Le fait que plusieurs cotisations sont calculées sur la base de recettes réalisées, cela pourrait ne pas être intéressant en termes de cotisations.

Toutes les activités ne sont pas compatibles avec ce statut certaines sont à éviter. L’un des inconvénients majeurs est l’impossibilité de déduire les charges réelles engagées et les pertes sont non déductibles du revenu global par exemple on ne peut pas déduire les pertes de son salaire si vous avez une activité salariale en parallèle

Difficulté de travailler en Bto B car les professionnels déduisent la TVA et l’auto-entrepreneur facture en net de taxe.

Plafonds : Ils sont fixés en 2018 à

-170 600 euros pour les activités de commerce et de fourniture de logement.

-Et à 70 000 euros pour les prestations de service et les professions libérales.

Le régime Réel d’imposition normal ou simplifié.

Sous le régime réel, les cotisations sont calculées sur la base de bénéfices réalisés et non pas sur le chiffre d’affaires.

Comme son nom l’indique c’est un régime réel, donc pour le calcul du bénéfice, il est tenu compte des recettes et des dépenses réalisées par l’entreprise et des cotisation sociales de l’entrepreneur. Ainsi le chiffre d’affaire n’est pas confondu avec le bénéfice dans le calcul des cotisations et en cas de perte, celle-ci pourra être reporté en déduction sur le revenu global.
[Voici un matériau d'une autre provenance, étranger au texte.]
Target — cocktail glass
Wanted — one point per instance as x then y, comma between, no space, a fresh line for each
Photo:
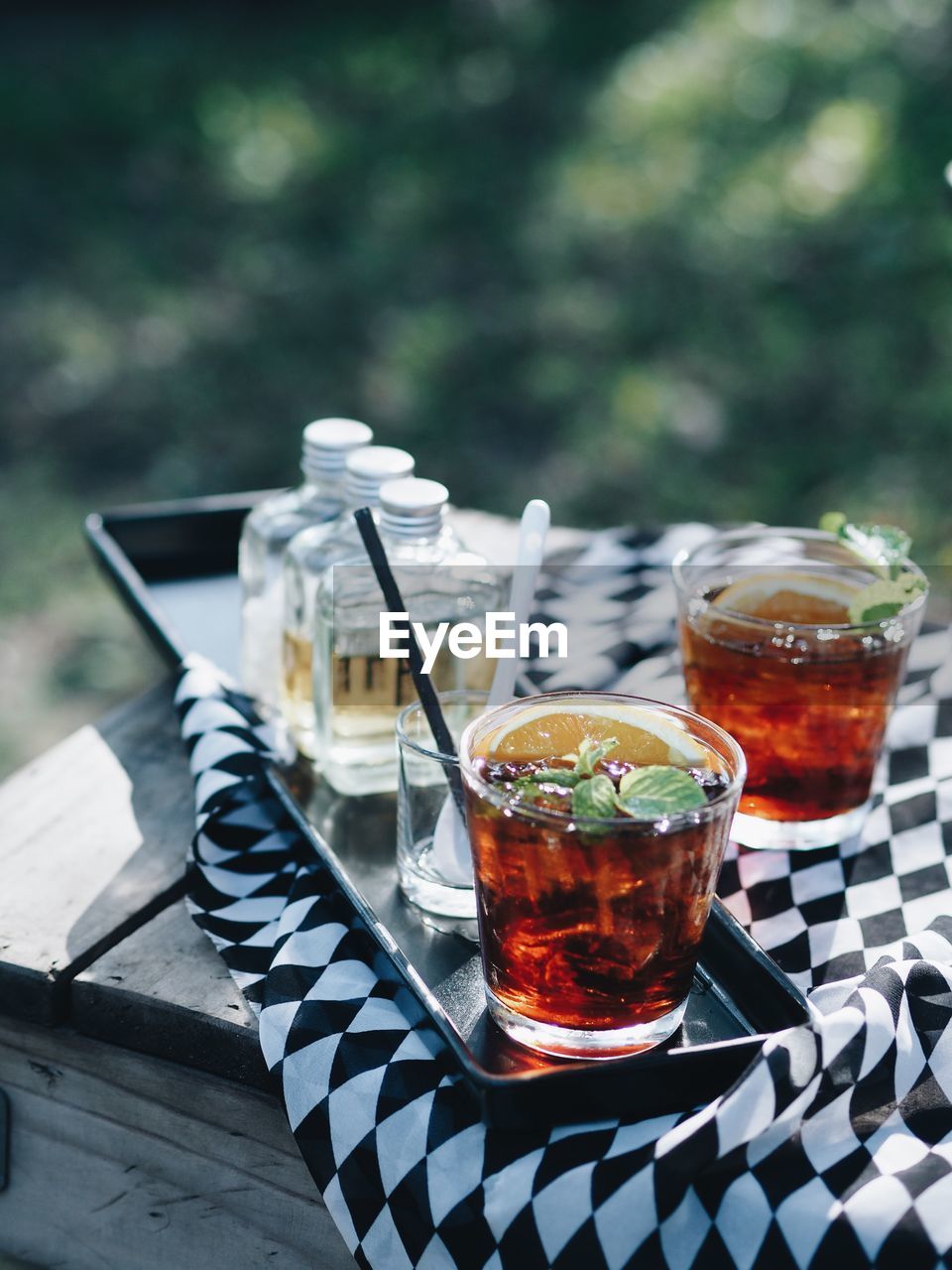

Finalement le bénéfice donc la base de calcul est le résultat réel entre les recettes réalisées et les dépenses engagées. Ce statut peut ne pas convenir à une activité qui n’engendre pas beaucoup de dépenses ou qui ne nécessitent pas de gros investissement de départ.

Le régime réel d’imposition permet de mieux gérer la fiscalité personnelle de l’entrepreneur lorsque les bénéfices sont imposés à l’impôt sur les sociétés.

Pour résumer : le régime micro entreprise peut être particulièrement avantageux pour les entrepreneurs qui souhaitent se lancer sans trop de frais surtout si leur activité ne demande pas beaucoup de dépenses.

Flexibilité administrative, pas de comptabilité à tenir. En revanche si l’activité génère beaucoup de dépenses professionnelles et nécessite de gros investissement de départ il est plus judicieux d’opter pour le régime réel.

Donc il faut tenir compte de votre activité, simuler les charges sociales au moment de votre prévisionnel pour pouvoir prendre une décision en adéquation avec votre projet.

Pour l’entreprise individuelle, vous pourrez la faire évoluer en entreprise EIRL (entreprise individuelle à responsabilité limitée) pour  séparer le patrimoine de l’entreprise de votre patrimoine privé.

Point important : il est nécessaire d’établir une attestation d’ insaisissabilité de votre résidence principale pour éviter, en cas de problème, la saisie de celle-ci par les créanciers.